Vodafone has terminated agreements with 12 franchisees who remained active within its retail network while simultaneously pursuing a £120 million legal case against the telecoms giant.
The High Court claim, initiated in December, involves 62 franchisees accusing Vodafone of unjust enrichment by significantly reducing commissions paid to independent operators of its high street outlets.
The plaintiffs allege that these abrupt changes inflicted severe financial harm, with some claiming debts exceeding £100,000 and others reporting serious emotional distress.
Despite joining the lawsuit, a dozen franchisees continued operating under Vodafone’s brand until their recent removal from the franchise programme. Vodafone, which values the claim at £85.5 million, maintains that the case is a complex commercial disagreement and firmly denies the allegations.
A spokesperson for the company stated, “We are focused on building a robust and successful franchise network. Therefore, it is essential we support franchise partners who are aligned with our shared goals. After careful consideration, we regretfully determined it is no longer sustainable to maintain relationships with partners actively involved in a campaign against our business.”
Franchise arrangements allow businesses to trade under an established brand in exchange for fees and compliance with operational standards. Vodafone franchisees traditionally earned commission based on handset sales and airtime revenue generated in-store.
Court documents accuse Vodafone of acting in bad faith by unilaterally cutting commission rates, imposing heavy penalties for minor administrative errors, and urging franchisees to rely on loans and government support to remain solvent.

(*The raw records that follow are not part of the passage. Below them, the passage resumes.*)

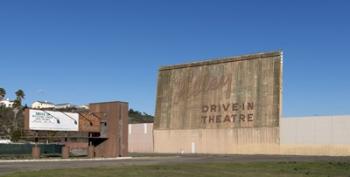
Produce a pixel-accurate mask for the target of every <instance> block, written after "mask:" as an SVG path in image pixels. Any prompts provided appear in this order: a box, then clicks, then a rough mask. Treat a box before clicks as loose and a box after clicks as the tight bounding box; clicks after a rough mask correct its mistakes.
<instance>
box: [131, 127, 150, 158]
mask: <svg viewBox="0 0 350 177" xmlns="http://www.w3.org/2000/svg"><path fill="white" fill-rule="evenodd" d="M128 131H129V132H128V133H129V136H128V138H129V141H128V142H129V146H128V151H129V152H134V153H152V152H153V123H142V124H129V128H128Z"/></svg>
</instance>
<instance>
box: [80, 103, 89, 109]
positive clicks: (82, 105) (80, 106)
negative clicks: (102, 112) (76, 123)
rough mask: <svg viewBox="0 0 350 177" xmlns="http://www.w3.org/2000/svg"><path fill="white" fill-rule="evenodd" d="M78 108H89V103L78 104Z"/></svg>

Vodafone has acknowledged past issues but rejected claims of misconduct. The company said it had conducted several internal reviews, resulting in changes to the franchise model. It confirmed that approximately £5 million had been reimbursed to franchisees through the reversal of fines and clawbacks.
The telecoms group also stated that while some interactions between the company and its franchisees fell below expected standards, no evidence of wrongdoing was uncovered.
It has since been revealed that whistleblowers alerted Vodafone executives as early as two years before the legal action, warning that many franchisees faced imminent financial collapse.
Settlement discussions recently concluded without resolution, suggesting the case may now proceed to trial.
This legal battle unfolds as Vodafone finalises its £16.5 billion merger with rival Three UK, creating Britain’s largest mobile operator with over 27 million subscribers. The newly formed VodafoneThree joint venture announced plans to shutter select outlets across the UK where Vodafone and Three stores overlap.
Chief Executive Margherita Della Valle previously commented that the dispute remains between Vodafone UK and a segment of its franchisees. Although initial mediation proved unsuccessful, she reiterated the company’s willingness to continue discussions in pursuit of a resolution.